|Honored by:||Marilyn Stephenson|
|Brick location:||G:27 map|
(1889-1949) "Carrie" Hunter graduated from Iowa State College in Home Economics Education in 1912. A native of Ames, her forbears were among the earliest settlers in Story County. She commuted from her home to college daily via the trolley line that ran between Ames and the small station on campus near Beardshear Hall, which was a relatively new structure then, as was Botany Hall. She fondly described how as a student she helped to move the Home Economics department from the old to the new building.
To her, Carrie Chapman Catt was a very real and admired figure. Carrie Hunter was musically talented, an excellent student who elected to take calculus with the engineering students and active in college drama.

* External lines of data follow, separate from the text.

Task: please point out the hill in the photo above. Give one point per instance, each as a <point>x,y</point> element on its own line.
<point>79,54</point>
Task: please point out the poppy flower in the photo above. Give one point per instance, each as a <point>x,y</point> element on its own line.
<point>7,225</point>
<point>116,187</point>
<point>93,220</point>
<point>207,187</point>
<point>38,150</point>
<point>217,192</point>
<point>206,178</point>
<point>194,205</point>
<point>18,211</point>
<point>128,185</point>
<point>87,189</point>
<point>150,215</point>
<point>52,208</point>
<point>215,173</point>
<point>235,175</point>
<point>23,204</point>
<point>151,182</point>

One summer she participated in Chautauqua in Iowa, a prerequisite for which she was required to add five pounds on her slender frame to help preserve health. The Boston Cooking School cookbook from Iowa State days was her kitchen mainstay for many decades and the principles of home economics she learned at Iowa State served her well for a lifetime.
Her many natural talents and learned skills were used effectively and faithfully in community and social life, including Federated Clubs of Iowa, 4-H and Eastern Star, and in Methodist Church activities. For many years her talents in public speaking and drama were widely sought. Following graduation, Carrie opened the high school Home Economics department in Le Mars Iowa.
She taught there until her marriage in 1914 to her college sweetheart, W. Miles Gardner (Animal Husbandry '11), whose maternal ancestors Benjamin and Azubah Nye were the first white settlers in Muscatine county and whose paternal ancestors came over on the Mayflower.
Carrie and Miles Gardner lived on Iowa farms, first in Audubon and later Buchanan counties, during some good and extremely bad times, including the 1930's Great Depression. Always conscious of the benefits they themselves had received from a college education, they reared and college-educated their five children through great determination, perseverance and self-sacrifice. Two daughters graduated in Home Economics from Iowa State (Elizabeth '38; Marilyn '51). Carrie and Miles were wonderful parents and morally upstanding models for their children. In their strength and devotion, they exemplified the strong pioneer prairie spirit that has built and preserved Iowa and Iowa State.
We, their surviving children, are proud of our Iowa heritage and wish to honor our parents as our heroine and our hero through this memorial in the Plaza of Heroines.
Olive McCannon, Sun City Center, FL; Elizabeth Brown and Miles H. Gardner, Hazelton, IA; and Marilyn Stephenson, Alexandria, VA.